When the drums beat the loudest and the  black curtain dropped to the hangar floor at Everett to reveal the last Boeing 747 passenger model this morning,  the shock could be felt even here.

It was blood red and bright orange.  Not your usual Boeing blue.

And Boeing’s vice-president and general manager, new aeroplanes, Pat Shanahan,  made the reasons clear, launching in the slow waltzing and talking, evangelical style of salesmanship that was so characteristic of an America of half a century ago, to laud the association of red and orange with power and prosperity in the great cultures of the world.

Which is as strong a clue as any as to where Boeing sees it getting its last orders for the Boeing 747-8 Intercontinental, aka 748-I, which is a very late final incarnation of the original 747 that first flew just over 42 years ago, and became one of the great 20th century icons of American industrial supremacy.

From Turkey, through China to Japan, is where Boeing sees a chance to add to a rather pitiful total of 33 orders for the 748-I so far, from Lufthansa, Korean Air Lines  and a few VIP sales including one to the state of Kuwait.

But is the red Boeing wearing the colours of dawn, or sunset?

There was a whole giant hangar full of emotion at Everett this morning.  Joe Sutter, 88, the “father of the 747” stood up to wave briefly to the rapturous applause of the invited. Sutter is one of the greatest and most authoritative figures in airliner design, pressed by Boeing into a kitchen cabinet several years ago to sort out “the almighty mess” the company has made for itself with its plastic 787 Dreamliner and “last hurrah” 748 freighters and passenger liners.

And he hasn’t been all that restrained in its his criticism of the current situation either in his few public comments on these programs.

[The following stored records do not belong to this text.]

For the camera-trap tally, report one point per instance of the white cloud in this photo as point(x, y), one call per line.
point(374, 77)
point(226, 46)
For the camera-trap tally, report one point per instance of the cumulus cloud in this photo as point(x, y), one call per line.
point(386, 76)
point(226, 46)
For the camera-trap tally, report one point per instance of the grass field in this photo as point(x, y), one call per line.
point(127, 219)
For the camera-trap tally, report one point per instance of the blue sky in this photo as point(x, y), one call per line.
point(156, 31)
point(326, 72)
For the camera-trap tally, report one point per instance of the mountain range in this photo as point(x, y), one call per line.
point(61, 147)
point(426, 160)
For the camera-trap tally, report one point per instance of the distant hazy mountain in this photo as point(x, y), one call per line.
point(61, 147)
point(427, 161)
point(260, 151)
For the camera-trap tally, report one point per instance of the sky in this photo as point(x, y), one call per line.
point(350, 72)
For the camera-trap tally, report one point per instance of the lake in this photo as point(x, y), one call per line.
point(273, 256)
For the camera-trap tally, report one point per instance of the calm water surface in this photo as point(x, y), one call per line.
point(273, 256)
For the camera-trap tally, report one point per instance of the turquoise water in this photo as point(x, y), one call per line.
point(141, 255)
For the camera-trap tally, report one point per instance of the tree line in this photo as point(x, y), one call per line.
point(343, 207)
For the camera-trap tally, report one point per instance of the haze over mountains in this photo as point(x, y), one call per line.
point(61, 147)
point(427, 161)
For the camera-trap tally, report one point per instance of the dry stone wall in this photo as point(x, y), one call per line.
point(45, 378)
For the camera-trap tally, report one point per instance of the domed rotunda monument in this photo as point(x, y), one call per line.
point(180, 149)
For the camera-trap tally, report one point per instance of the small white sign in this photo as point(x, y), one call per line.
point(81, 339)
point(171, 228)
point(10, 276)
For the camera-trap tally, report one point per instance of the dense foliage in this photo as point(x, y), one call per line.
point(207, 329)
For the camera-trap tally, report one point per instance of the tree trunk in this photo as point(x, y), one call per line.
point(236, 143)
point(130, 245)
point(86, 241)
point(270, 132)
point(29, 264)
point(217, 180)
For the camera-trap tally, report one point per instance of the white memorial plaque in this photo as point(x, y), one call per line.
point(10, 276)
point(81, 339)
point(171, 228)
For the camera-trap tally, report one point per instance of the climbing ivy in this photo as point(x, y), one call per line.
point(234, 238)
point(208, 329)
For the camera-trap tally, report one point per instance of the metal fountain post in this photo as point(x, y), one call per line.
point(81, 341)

If a word cloud was made of those most used at the webcast ceremony “incredibles” and “legacy” would be among the largest. The “incredibles” are the Boeing word of the day for the designers and engineers it retained while much of its human resources in airliner excellence were sidelined in favour of risk-sharing deals with Japanese, Chinese and European firms,  which saw Boeing lose control of design and construction quality and excellence.

The company has recently been castigating itself publicly for “not thinking through” the issues involved. The 787 is at least three-and-a-half years late and overweight and underperforming, and the 748s, both freighters and passenger liners,  are up to two years late, performance unconfirmed.

The wing of the 748 is beset with flutter and aileron control issues that Boeing is confident can be fixed with “software settings” because it is stuck with a cut-price wing that was largely designed in Russia for as little as 20% of the cost of US in-house design.  Incredible savings totally obliterated by a massive multibillion dollar sales failure.

Boeing’s misfortunes also mesh in with the US paranoia over the threats to or even loss of financial and technological leadership to China in coming decades. The red dawn-or-sunset Boeing played to those concerns in the social media this morning, with nostalgia and alarm arising from a closer inspection of the prototype, which is decorated with exactly the same dominant colour as the original 747 and the same style of letterings and logos.

The Americans use the word “rooted” differently to us.  But the claim that the 748-I is rooted in the past is true no matter how the word is used.